A federal grand jury in Portland, Oregon, returned an indictment charging an Oregon Department of Human Services employee with kidnapping a woman with significant disabilities in his care, driving her to a secluded location, and engaging with her in sexual misconduct.
Zakary Glover, 28, of Lebanon, Oregon, is charged with depriving the victim of her constitutional right to bodily integrity while acting under the color of law. The indictment alleged that his conduct included attempted sexual abuse and kidnapping. Glover is also charged with kidnapping.
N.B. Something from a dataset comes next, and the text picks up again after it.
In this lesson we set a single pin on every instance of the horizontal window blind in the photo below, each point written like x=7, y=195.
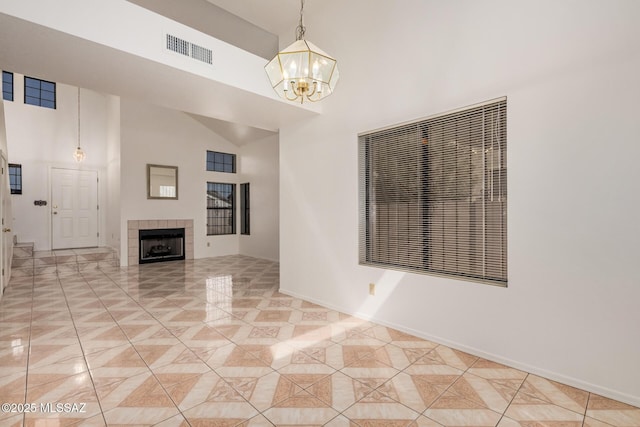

According to the indictment, Glover served as a direct support crisis specialist for the Oregon Department of Human Services, Office of Developmental Disabilities Stabilization and Crisis Unit (SACU). SACU operates several 24-hour crisis residential programs in Oregon that serve individuals with intellectual and developmental disabilities. Glover was tasked with ensuring the health, safety, and security of the individuals who lived at the residential facility where he worked. The victim, who has severe autism, cognitive deficits and communicates mostly by using pictures, videos, and drawings, was one of the individuals under Glover’s care.
As part of his duties, Glover took the victim on outings in a secure van to fast-food restaurants. On Nov. 2, 2021, while on an outing with the victim, Glover is alleged to have driven down a dead-end road toward a cemetery in Aumsville, Oregon. Upon reaching the dead-end, he parked the van, opened the passenger rear door where the victim was sitting, lowered his shorts, grabbed the victim, and engaged in sexual misconduct.
If convicted, Glover faces a maximum sentence of life in prison.
Assistant Attorney General Kristen Clarke and U.S. Attorney Scott Erik Asphaug made the announcement.
This case is being investigated by the FBI’s Portland Field Office with assistance from the Oregon State Police. It is being prosecuted by Assistant U.S. Attorney Gavin Bruce for the District of Oregon, Special Litigation Counsel Fara Gold, and Trial Attorney Daniel Grunert of the Civil Rights Division’s Criminal Section.